Can a President Be Elected as a Write-In Candidate?

Short Answer: Yes:


How do we know that a president can be elected as a write-in candidate? Because 18 of them have been:

  • George Washington
  • John Adams
  • Thomas Jefferson
  • James Madison
  • James Monroe
  • John Quincy Adams
  • Andrew Jackson
  • Martin Van Buren
  • William Henry Harrison
  • James K. Polk
  • Zachary Taylor
  • Franklin Pierce
  • James Buchanan
  • Abraham Lincoln
  • Ulysses S. Grant
  • Rutherford B. Hayes
  • James A. Garfield
  • Grover Cleveland

That is, every president elected through the year 1884 (John Tyler, Millard Fillmore, Andrew Johnson, and Chester A. Arthur were never elected to the presidency; they ascended to it from the vice-presidency when their predecessors died in office).

After the 1884 election, states began adopting the “Australian ballot” — a ballot printed by the government, which of course was allowed to decide whose names could be on it.

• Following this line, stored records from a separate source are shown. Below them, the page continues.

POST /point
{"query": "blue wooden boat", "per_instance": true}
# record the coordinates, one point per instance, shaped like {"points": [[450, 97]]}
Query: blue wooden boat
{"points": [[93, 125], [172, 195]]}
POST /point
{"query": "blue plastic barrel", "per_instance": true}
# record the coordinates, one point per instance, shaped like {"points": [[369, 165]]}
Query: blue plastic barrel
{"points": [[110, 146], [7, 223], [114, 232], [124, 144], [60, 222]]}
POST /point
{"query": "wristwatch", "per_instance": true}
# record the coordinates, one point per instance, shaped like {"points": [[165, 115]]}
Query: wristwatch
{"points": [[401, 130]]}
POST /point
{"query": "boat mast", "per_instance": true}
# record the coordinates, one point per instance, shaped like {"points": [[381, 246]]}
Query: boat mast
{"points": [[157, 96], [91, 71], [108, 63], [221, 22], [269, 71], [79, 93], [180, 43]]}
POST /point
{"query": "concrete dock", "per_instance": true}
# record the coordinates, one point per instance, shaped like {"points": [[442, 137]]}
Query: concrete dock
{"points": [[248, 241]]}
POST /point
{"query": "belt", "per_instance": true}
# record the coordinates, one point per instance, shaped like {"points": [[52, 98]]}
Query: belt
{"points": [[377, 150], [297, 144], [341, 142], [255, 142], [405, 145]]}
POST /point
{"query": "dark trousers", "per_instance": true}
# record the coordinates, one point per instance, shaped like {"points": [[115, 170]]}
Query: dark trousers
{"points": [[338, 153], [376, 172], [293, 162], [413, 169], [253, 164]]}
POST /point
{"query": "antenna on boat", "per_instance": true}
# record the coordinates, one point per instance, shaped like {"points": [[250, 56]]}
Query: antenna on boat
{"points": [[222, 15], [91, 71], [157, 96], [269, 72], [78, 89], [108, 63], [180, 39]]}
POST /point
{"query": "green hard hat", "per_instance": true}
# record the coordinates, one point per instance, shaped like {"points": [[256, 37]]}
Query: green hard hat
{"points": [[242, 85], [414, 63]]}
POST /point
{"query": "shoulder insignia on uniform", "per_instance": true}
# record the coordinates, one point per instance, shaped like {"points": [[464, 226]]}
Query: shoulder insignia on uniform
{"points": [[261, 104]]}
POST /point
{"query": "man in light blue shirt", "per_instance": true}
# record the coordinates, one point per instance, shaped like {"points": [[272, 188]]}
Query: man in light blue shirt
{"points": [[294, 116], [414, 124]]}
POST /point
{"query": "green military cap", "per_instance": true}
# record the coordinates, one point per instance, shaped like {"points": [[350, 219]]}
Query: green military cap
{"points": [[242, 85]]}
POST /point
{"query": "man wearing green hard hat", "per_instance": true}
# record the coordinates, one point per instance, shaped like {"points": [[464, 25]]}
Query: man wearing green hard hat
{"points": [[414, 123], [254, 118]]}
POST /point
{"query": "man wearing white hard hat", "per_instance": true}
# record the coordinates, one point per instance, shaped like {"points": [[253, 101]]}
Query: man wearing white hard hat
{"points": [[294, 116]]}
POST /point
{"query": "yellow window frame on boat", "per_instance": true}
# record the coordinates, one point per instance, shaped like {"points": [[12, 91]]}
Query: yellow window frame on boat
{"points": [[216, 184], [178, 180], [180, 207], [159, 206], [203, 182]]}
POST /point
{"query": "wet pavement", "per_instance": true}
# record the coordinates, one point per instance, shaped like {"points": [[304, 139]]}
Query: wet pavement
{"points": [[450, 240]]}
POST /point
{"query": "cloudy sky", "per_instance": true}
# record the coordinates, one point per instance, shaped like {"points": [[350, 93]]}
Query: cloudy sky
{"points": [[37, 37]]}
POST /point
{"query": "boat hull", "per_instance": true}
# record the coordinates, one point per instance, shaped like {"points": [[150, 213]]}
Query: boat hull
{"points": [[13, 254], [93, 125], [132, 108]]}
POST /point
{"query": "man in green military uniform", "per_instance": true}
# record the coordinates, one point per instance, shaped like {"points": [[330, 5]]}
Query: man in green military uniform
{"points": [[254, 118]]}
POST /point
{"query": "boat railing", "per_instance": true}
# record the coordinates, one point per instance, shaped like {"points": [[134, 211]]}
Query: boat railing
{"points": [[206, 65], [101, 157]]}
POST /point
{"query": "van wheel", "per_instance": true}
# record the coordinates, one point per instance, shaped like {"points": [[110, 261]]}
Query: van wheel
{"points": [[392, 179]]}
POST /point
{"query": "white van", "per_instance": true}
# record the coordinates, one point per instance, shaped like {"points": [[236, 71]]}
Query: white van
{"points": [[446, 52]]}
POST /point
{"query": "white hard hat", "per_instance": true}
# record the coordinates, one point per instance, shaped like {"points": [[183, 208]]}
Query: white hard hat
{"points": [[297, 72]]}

Before that, Americans voted by writing down the names of the candidates they supported, or (if they couldn’t write) telling an election official to write those names down for them, or using a ballot given printed and given to them by their parties or other associations of choice.

Yes, the United States was smaller then — only 38 states, with fewer than 10 million votes cast in the 1884 presidential election. On the other hand, election authorities in Grover Cleveland’s time didn’t have computers and optical scanners that could recognize text.

I’d say that 18 presidents is reasonably good proof of concept, wouldn’t you?

Let’s do it for the 19th time in 2024!